LONDON | Sun May 8, 2011 8:11pm EDT

LONDON (Reuters) - Apple has overtaken Google as the world's most valuable brand, ending a four-year reign by the Internet search leader, according to a new study by global brands agency Millward Brown.

The iPhone and iPad maker's brand is now worth $153 billion, almost half Apple's market capitalization, says the annual BrandZ study of the world's top 100 brands.

Apple's portfolio of coveted consumer goods propelled it past Microsoft to become the world's most valuable technology company last year.

Peter Walshe, global brands director of Millward Brown, says Apple's meticulous attention to detail, along with an increasing presence of its gadgets in corporate environments, have allowed it to behave differently from other consumer-electronics makers.

"Apple is breaking the rules in terms of its pricing model," he told Reuters by telephone. "It's doing what luxury brands do, where the higher price the brand is, the more it seems to underpin and reinforce the desire."

"Obviously, it has to be allied to great products and a great experience, and Apple has nurtured that."

Of the top 10 brands in Monday's report, six were technology and telecoms companies: Google at number two, IBM at number three, Microsoft at number five, AT&T at number seven and China Mobile at number nine.

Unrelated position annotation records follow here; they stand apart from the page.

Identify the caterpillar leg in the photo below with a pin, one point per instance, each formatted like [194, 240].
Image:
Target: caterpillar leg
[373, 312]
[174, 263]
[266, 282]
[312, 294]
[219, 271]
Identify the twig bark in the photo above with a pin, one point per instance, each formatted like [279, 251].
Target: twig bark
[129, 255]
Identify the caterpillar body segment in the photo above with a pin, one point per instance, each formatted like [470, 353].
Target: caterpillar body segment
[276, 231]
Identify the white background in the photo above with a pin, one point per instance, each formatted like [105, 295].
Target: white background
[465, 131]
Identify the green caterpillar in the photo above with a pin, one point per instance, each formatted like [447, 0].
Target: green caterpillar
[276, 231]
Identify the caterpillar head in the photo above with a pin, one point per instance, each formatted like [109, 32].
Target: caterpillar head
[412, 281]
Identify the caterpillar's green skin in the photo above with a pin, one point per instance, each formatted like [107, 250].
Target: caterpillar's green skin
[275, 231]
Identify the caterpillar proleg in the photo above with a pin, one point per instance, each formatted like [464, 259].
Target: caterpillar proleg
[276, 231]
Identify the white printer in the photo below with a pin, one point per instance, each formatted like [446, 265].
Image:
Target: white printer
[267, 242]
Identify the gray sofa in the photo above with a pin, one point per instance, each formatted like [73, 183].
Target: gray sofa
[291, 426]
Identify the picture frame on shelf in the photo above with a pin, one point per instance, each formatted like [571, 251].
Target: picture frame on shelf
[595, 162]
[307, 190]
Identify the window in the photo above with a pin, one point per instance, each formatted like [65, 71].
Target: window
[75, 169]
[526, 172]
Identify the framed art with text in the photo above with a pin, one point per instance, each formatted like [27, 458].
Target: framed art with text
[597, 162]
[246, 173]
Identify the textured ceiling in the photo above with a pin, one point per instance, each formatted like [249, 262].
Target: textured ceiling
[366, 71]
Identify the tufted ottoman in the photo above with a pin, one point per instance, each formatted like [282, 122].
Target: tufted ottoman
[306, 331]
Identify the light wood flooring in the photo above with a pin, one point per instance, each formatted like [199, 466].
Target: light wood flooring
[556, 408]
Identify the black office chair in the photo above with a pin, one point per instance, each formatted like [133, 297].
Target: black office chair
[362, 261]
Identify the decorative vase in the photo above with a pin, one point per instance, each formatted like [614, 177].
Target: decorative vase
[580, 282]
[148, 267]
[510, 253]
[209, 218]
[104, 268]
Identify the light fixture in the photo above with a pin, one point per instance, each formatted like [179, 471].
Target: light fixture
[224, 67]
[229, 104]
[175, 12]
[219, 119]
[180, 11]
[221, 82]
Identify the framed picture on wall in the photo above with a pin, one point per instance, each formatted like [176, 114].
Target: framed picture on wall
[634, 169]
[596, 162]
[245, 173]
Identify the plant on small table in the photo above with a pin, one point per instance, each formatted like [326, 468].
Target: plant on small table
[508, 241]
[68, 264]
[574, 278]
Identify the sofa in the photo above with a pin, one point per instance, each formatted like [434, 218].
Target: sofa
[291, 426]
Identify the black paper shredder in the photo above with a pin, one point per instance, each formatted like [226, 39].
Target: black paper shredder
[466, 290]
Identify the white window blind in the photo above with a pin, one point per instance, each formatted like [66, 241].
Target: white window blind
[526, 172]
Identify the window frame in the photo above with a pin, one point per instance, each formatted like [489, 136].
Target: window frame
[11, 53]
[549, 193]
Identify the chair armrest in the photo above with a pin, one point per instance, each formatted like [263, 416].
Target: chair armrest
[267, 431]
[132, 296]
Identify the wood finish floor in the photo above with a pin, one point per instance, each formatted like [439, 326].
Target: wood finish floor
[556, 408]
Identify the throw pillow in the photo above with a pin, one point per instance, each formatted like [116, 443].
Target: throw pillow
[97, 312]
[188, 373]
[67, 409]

McDonald's rose two places to number four, as fast food became the fastest-growing category, Coca-Cola slipped one place to number six, Marlboro was also down one to number eight, and General Electric was number 10.

Walshe said demand from China was a major factor in the rise of fast-food brands. "The Chinese have been discovering fast food and it's such a vast market -- Starbucks, McDonald's... and pizza has hit China," he said.

"The way McDonald's has reinvented itself, adapted its menus, added healthy options, expanding the times of day it can be visited, for example oatmeal for breakfast... that allied with growth in developing markets has really helped that brand."

Nineteen of the top 100 brands came from emerging markets, up from 13 last year.

Facebook entered the top 100 at number 35 with a brand valued at $19.1 billion, while Chinese search engine Baidu rose to number 29 from 46.

Toyota reclaimed its position as the world's most valuable car brand, as it recovered from a bungled 2010 product recall. The survey was carried out before the March earthquake that caused massive disruption to Japanese supply chains.

The total value of the top 100 brands rose by 17 percent to $2.4 trillion, as the global economy shifted to growth.

Millward Brown takes as a starting point the value that companies put on their own main brands as intangibles in their earnings reports.

It combines that with the perceptions of more than 2 million consumers in relevant markets around the world whom it surveys over the course of the year, and then applies a multiple derived from the company's short-term future growth prospects.

The full report is at www.millwardbrown.com/brandz.